When you hear friends talk about working out with a personal trainer, do you think, what a waste of money — I can exercise on my own? Or are you intrigued but not sure you actually need a personal trainer?
According to fitness professionals, everyone can benefit from finding the right trainer, even if it’s just a few sessions to get you started on a personalized exercise program that will keep you motivated. According to the National Strength and Conditioning Association (NSCA), a personal trainer can help you reach your goals by designing a safe and effective workout program. But as with any relationship, it’s important to find a coach that matches your personality and offers the kind of support and encouragement you need.
Suzy Dito, director of Wellness and Member Engagement for the Presidio YMCA, is not only a certified yoga therapist and wellness coach, but she also works out with a trainer at the Y. After dealing with morning stiffness for a year, Dito saw a physical therapist who diagnosed a muscle imbalance and recommended personal training. Now, Dito completes a simple daily five-minute routine, along with weekly hour-long personal training sessions, and the stiffness is gone.
Dito believes one of the best reasons to seek out a personal trainer is to add variety to your workouts. “You need to change up your fitness routine every 8-to-12 weeks,” she says, “to tax different muscles. A trainer will work with you on agility, efficiency, strength, and balance.” Dito says you don’t have to invest in a personal trainer forever; you can spend three-to-six months learning routines that you can do on your own. “But I personally need someone to push me out of my comfort zone,” she says.

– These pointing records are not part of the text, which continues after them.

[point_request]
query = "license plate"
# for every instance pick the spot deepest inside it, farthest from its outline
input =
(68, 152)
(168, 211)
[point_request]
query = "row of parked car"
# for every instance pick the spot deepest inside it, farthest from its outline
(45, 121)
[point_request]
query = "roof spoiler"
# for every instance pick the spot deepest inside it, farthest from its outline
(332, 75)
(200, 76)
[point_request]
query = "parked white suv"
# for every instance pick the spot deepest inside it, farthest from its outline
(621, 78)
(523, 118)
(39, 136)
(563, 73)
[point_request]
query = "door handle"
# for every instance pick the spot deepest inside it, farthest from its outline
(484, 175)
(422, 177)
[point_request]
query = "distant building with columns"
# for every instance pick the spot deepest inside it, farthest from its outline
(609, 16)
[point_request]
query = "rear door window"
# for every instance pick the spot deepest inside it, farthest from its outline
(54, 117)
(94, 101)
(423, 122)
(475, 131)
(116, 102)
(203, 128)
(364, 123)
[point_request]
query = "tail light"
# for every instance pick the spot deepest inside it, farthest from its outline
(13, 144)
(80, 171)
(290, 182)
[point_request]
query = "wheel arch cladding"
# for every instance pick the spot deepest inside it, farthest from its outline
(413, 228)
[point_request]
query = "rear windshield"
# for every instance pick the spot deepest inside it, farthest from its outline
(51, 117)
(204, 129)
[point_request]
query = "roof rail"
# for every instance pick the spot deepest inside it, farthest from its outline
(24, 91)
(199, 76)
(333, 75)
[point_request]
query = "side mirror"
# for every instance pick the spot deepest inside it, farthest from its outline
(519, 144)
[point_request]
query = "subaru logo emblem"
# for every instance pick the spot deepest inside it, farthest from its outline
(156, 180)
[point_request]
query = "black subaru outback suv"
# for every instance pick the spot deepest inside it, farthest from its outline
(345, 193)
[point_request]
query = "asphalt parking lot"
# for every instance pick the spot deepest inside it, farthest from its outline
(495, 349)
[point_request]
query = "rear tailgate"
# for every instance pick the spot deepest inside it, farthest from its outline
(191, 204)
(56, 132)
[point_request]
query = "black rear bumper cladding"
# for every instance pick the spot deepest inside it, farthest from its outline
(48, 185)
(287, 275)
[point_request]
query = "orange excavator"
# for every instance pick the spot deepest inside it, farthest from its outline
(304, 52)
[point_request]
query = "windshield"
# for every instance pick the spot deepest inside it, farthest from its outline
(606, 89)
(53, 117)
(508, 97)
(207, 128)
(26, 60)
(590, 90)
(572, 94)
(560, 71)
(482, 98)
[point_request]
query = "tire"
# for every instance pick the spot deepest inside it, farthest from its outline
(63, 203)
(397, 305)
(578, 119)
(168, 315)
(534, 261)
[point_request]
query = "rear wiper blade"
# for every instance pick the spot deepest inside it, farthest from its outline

Luis Andarcia is a San Francisco-based personal trainer and longtime triathlete who works with private clients and teaches TRX and indoor cycling (spinning) classes at the Presidio Y and at Crunch on Union Street. He works with three main types of people: those who have little experience exercising but with a specific goal like losing weight; those who are training for an event like a triathlon; and people who want to stay or get back in shape, like new moms. Most of his clients train with him once or twice a week, and Andarcia encourages them to work out on their own between training sessions, even if they’re traveling. “It only takes three or four weeks of not exercising to lose fitness,” he says.” To motivate clients to keep exercising on their own, Andarcia suggests that they sign up for a race, like an upcoming half-marathon. “I try to hold people accountable for working
out,” he says.
Dito says it’s important to interview potential personal trainers, asking how they motivate clients, and what their style is like. “I like to chat between sets,” she says. And the NSCA recommends asking questions like how long the person has been a personal trainer; if he or she is CPR certified; what types of clients the trainer has worked with; the duration and cost of each session; and what
services are included.
Trainers can charge anywhere from $25–$75 per hour; if you use a trainer at your gym, it will be a charge in addition to your membership fee but less than for an independent coach.